My friend, Michael Libbie, thinks its wrong to duck responsibility in publishing. I could not agree more. As I stated in my previous post:
If you are a modern day Lone Ranger or Zorro, you should not have the expectation that your anonymity gives you the right to say anything you wish about other people and organizations.
However, last night I came across a new political blog here in Metro Des Moines called intothevortex.net. I thought the blog posts were well-written and insightful. Not knowing the author I checked the About Section of the blog and found the following explanation:
We are a multitude speaking as one through a single pseudonym. We must because too often personalities interfere with the real issues and serious debate. We refer to The Federalist Papers in support of the value of anonymity. We care about our community, our schools, who leads us and how they spend our tax dollars. We believe in the future, good government and the Boston Red Sox.

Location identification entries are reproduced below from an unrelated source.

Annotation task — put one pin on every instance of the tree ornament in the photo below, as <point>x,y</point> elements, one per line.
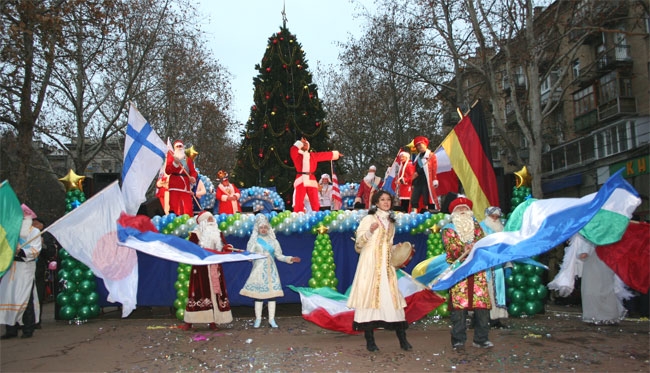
<point>522,177</point>
<point>72,181</point>
<point>191,152</point>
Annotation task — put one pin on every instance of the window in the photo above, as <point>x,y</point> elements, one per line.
<point>575,67</point>
<point>584,101</point>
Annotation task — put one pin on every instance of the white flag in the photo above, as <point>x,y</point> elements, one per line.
<point>144,154</point>
<point>89,234</point>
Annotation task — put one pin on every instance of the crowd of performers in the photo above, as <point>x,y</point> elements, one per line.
<point>374,293</point>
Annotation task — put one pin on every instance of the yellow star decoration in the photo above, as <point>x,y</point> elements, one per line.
<point>191,152</point>
<point>523,177</point>
<point>72,181</point>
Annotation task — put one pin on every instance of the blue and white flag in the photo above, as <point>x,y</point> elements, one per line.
<point>144,154</point>
<point>547,223</point>
<point>89,234</point>
<point>176,249</point>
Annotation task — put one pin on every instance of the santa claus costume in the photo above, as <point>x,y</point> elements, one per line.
<point>306,183</point>
<point>425,179</point>
<point>368,187</point>
<point>207,298</point>
<point>227,194</point>
<point>19,304</point>
<point>182,175</point>
<point>403,182</point>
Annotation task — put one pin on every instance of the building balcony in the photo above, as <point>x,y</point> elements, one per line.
<point>586,122</point>
<point>617,107</point>
<point>615,58</point>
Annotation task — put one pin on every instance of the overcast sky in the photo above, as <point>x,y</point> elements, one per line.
<point>238,31</point>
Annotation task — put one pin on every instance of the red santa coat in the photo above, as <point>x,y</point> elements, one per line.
<point>403,182</point>
<point>180,189</point>
<point>366,190</point>
<point>226,206</point>
<point>306,183</point>
<point>430,166</point>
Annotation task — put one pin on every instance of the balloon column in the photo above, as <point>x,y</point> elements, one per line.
<point>77,298</point>
<point>180,226</point>
<point>525,291</point>
<point>208,199</point>
<point>322,262</point>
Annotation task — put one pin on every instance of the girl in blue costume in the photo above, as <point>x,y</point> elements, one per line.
<point>264,281</point>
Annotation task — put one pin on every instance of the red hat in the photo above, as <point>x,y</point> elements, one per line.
<point>420,140</point>
<point>27,212</point>
<point>460,200</point>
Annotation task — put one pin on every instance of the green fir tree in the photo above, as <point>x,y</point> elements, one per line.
<point>286,108</point>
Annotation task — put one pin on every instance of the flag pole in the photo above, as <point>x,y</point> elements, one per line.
<point>65,216</point>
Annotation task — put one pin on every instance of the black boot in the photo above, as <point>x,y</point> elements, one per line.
<point>370,341</point>
<point>403,343</point>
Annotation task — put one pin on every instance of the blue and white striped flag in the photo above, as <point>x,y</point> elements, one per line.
<point>144,154</point>
<point>547,223</point>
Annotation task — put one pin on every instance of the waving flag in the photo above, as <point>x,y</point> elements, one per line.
<point>89,234</point>
<point>144,153</point>
<point>11,218</point>
<point>391,174</point>
<point>546,224</point>
<point>328,309</point>
<point>466,151</point>
<point>337,201</point>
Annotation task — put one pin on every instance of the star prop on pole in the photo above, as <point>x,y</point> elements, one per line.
<point>72,181</point>
<point>523,177</point>
<point>191,152</point>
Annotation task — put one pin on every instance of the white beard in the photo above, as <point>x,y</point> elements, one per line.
<point>495,225</point>
<point>210,236</point>
<point>179,153</point>
<point>464,222</point>
<point>25,228</point>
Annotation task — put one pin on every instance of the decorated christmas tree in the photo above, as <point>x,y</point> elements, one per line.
<point>286,108</point>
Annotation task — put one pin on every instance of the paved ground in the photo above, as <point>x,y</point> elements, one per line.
<point>149,341</point>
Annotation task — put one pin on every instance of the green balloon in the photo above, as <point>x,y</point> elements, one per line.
<point>76,274</point>
<point>518,296</point>
<point>84,312</point>
<point>89,275</point>
<point>531,294</point>
<point>87,286</point>
<point>67,312</point>
<point>77,299</point>
<point>92,298</point>
<point>180,314</point>
<point>63,274</point>
<point>62,299</point>
<point>519,280</point>
<point>515,310</point>
<point>530,308</point>
<point>534,281</point>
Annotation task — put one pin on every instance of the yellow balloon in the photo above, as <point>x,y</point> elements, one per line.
<point>522,177</point>
<point>191,152</point>
<point>72,181</point>
<point>421,268</point>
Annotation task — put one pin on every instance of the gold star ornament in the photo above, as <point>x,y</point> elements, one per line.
<point>522,177</point>
<point>72,181</point>
<point>191,152</point>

While I hate the Red Sox (but ironically love the Celtics), it is true that the tradition of anonymous speech is older than the United States. Founders Alexander Hamilton, James Madison, and John Jay wrote the Federalist Papers under the pseudonym "Publius," and "the Federal Farmer". The U.S. Supreme Court has repeatedly recognized rights to speak anonymously derived from the First Amendment. The Electronic Frontier Foundation quotes the decision in McIntyre v. Ohio Elections Commission which reads:
Protections for anonymous speech are vital to democratic discourse. Allowing dissenters to shield their identities frees them to express critical, minority views . . . Anonymity is a shield from the tyranny of the majority. . . . It thus exemplifies the purpose behind the Bill of Rights, and of the First Amendment in particular: to protect unpopular individuals from retaliation . . . at the hand of an intolerant society.
That is a very strong argument in favor of anonymity, particularly on the Internet. But while I agree with the principles of our Founders, unfortunately anonymity is taken too far in many instances. For example, The Des Moines Register blogs are rife with people who will say anything when they are not required to accept responsibility for their words.
Does this mean I disagree with the right to maintain an anonymous blog? Well, one of the reasons I started blogging was because of the Anonymous Lawyer Blog later revealed to have been written by Jeremy Blachman. His blog helped me understand the power of blogs and the Internet for lawyers. An anonymous blog – done responsibly.
In the end, whether anonymous or not, let’s all remember to blog responsibly. Please.